S&P Lowers Some Fannie,
Freddie Securities Ratings
August 11, 2008 5:13 p.m.
The ratings agency cut ratings on preferred stock and subordinated debt for both companies to A minus from AA minus. It left their senior debt ratings at AAA.
The AAA rating reflects the belief that the U.S. government would have to back the senior debt of the two mortgage companies in a crisis. But there is less assurance that the government would protect holders of preferred stock and subordinated debt. The companies' new regulator "has receivership powers that would place the non-senior creditors … at a greater risk of nonpayment," S&P said, adding that this applies especially to dividend payments on preferred stock.
Fannie and Freddie were chartered by Congress to assure a steady flow of money for home mortgages. As defaults on home mortgages soar, they have recorded combined losses of about $14 billion over the past four quarters.
The downgrades will put "negative pressure" on any new issues of preferred by the companies, Federal Financial Analytics Inc., a Washington research firm, said in a report. The firm said that banks outside the U.S. that already hold the affected securities will have to adjust their risk-based capital holdings as a result of the downgrades.

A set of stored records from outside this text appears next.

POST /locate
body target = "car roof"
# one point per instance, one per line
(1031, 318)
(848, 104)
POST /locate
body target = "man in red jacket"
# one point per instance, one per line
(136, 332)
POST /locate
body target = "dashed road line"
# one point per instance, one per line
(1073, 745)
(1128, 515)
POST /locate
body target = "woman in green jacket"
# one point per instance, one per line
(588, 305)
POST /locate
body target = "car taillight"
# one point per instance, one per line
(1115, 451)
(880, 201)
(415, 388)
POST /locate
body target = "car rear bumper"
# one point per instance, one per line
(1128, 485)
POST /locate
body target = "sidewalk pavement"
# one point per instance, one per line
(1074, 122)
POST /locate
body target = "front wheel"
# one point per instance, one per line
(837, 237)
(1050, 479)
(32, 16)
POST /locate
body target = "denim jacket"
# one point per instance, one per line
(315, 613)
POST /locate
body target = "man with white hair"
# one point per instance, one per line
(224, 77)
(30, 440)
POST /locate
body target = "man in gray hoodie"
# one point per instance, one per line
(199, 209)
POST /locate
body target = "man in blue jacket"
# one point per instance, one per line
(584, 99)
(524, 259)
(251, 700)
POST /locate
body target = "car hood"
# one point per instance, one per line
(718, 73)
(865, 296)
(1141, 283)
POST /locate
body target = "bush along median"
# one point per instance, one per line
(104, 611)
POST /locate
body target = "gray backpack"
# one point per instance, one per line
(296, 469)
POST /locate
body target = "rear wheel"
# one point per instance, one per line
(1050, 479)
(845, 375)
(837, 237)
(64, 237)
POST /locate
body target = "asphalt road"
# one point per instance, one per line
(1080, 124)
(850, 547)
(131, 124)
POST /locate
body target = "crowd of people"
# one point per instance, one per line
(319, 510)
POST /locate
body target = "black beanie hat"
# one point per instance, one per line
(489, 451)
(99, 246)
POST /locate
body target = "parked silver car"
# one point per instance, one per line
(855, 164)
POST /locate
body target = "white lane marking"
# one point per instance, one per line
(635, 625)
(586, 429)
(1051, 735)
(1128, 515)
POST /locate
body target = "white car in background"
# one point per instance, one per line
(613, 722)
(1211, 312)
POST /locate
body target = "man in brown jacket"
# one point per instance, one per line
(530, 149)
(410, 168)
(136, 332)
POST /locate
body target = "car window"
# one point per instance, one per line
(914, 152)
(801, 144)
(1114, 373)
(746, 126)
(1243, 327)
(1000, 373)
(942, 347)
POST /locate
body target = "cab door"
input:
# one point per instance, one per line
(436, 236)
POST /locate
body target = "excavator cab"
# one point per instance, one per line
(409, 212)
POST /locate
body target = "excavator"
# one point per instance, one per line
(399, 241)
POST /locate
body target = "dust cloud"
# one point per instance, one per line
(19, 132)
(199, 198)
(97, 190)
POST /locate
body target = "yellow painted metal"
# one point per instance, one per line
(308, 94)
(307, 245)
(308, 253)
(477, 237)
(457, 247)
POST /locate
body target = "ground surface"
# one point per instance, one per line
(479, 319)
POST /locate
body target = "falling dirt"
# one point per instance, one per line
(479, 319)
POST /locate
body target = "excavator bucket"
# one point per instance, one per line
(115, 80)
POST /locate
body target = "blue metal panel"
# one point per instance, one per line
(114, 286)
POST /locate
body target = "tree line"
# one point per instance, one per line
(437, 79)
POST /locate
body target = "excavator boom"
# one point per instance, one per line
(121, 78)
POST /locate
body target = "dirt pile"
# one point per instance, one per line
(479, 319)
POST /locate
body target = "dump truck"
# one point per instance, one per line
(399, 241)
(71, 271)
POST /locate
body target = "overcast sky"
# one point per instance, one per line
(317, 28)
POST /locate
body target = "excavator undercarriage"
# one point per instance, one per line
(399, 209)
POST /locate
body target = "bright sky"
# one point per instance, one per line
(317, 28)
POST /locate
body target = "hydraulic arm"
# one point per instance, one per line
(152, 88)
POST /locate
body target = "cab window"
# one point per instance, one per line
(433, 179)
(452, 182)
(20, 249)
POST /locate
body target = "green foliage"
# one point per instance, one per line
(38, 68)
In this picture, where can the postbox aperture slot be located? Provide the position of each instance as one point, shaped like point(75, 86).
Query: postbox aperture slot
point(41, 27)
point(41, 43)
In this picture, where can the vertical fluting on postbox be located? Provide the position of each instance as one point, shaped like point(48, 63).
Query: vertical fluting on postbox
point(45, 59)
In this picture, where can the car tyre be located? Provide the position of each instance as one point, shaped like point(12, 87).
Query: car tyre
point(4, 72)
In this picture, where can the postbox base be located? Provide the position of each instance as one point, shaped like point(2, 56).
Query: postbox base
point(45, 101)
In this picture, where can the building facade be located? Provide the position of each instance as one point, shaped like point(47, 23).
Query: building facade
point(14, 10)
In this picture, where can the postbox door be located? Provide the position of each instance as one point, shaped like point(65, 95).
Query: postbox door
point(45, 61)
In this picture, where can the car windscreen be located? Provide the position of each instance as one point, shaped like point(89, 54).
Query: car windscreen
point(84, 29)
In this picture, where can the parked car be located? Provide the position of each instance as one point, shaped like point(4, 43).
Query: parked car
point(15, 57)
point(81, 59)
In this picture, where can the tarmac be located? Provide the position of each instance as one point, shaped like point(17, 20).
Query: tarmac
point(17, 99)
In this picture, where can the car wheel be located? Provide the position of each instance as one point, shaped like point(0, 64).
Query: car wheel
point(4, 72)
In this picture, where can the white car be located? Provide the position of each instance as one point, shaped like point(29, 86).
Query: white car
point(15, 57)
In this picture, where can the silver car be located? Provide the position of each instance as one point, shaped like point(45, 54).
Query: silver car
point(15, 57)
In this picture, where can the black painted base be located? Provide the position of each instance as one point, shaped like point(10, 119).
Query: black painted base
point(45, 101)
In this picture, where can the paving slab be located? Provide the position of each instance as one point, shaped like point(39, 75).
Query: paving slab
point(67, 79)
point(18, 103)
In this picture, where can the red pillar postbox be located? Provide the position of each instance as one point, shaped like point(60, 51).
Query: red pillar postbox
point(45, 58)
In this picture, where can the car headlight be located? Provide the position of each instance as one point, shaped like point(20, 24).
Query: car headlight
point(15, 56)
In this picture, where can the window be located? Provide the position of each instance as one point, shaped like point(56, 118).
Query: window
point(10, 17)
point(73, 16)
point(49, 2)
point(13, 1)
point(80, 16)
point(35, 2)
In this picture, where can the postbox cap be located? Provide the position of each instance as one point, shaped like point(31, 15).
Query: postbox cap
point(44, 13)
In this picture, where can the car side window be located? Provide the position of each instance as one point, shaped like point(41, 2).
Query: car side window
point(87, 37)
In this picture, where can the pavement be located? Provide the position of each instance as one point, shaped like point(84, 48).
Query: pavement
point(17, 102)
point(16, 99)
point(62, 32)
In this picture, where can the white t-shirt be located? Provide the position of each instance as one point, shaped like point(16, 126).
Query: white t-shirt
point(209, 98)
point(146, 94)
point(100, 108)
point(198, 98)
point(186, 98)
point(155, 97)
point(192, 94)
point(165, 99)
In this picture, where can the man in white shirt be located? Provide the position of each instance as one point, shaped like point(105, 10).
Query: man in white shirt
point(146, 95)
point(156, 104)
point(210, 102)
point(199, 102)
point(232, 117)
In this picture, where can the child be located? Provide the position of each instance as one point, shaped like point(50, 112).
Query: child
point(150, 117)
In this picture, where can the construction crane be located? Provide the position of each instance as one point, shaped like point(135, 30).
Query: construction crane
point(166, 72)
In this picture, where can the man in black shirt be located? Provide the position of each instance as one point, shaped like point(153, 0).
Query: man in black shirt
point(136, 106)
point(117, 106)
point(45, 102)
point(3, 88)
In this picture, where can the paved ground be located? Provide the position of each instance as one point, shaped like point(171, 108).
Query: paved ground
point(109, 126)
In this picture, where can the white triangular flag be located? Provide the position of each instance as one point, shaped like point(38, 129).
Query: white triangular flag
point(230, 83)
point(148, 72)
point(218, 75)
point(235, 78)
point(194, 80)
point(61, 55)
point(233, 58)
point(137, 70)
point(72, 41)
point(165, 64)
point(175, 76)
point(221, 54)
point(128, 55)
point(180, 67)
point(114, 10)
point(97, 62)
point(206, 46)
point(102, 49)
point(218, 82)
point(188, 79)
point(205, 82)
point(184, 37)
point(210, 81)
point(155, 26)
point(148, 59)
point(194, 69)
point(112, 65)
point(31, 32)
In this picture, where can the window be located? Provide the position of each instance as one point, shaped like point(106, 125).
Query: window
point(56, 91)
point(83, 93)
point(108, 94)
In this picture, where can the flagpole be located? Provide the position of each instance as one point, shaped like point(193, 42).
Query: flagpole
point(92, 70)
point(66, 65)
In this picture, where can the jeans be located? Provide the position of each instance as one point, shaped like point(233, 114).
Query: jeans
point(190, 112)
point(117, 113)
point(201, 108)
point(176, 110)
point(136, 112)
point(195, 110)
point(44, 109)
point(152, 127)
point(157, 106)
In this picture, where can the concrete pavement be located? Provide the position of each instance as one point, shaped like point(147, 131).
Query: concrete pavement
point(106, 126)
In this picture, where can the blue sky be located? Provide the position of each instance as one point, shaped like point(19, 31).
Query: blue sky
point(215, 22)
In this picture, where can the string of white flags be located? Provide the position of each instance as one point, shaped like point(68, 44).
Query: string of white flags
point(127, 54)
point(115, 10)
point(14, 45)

Freddie has said it plans to raise at least $5.5 billion of capital, likely through offerings of common and preferred stock, but is waiting for market conditions to improve. Fannie raised $7.4 billion through common and preferred offerings in May but said last week that it may need to raise more capital eventually.
S&P cited an "uncertain appetite" for Freddie's preferred stock as a concern.
On the New York Stock Exchange Monday, Freddie shares fell to 5.1% to $5.60. Fannie was down 7.2%% to $8.40.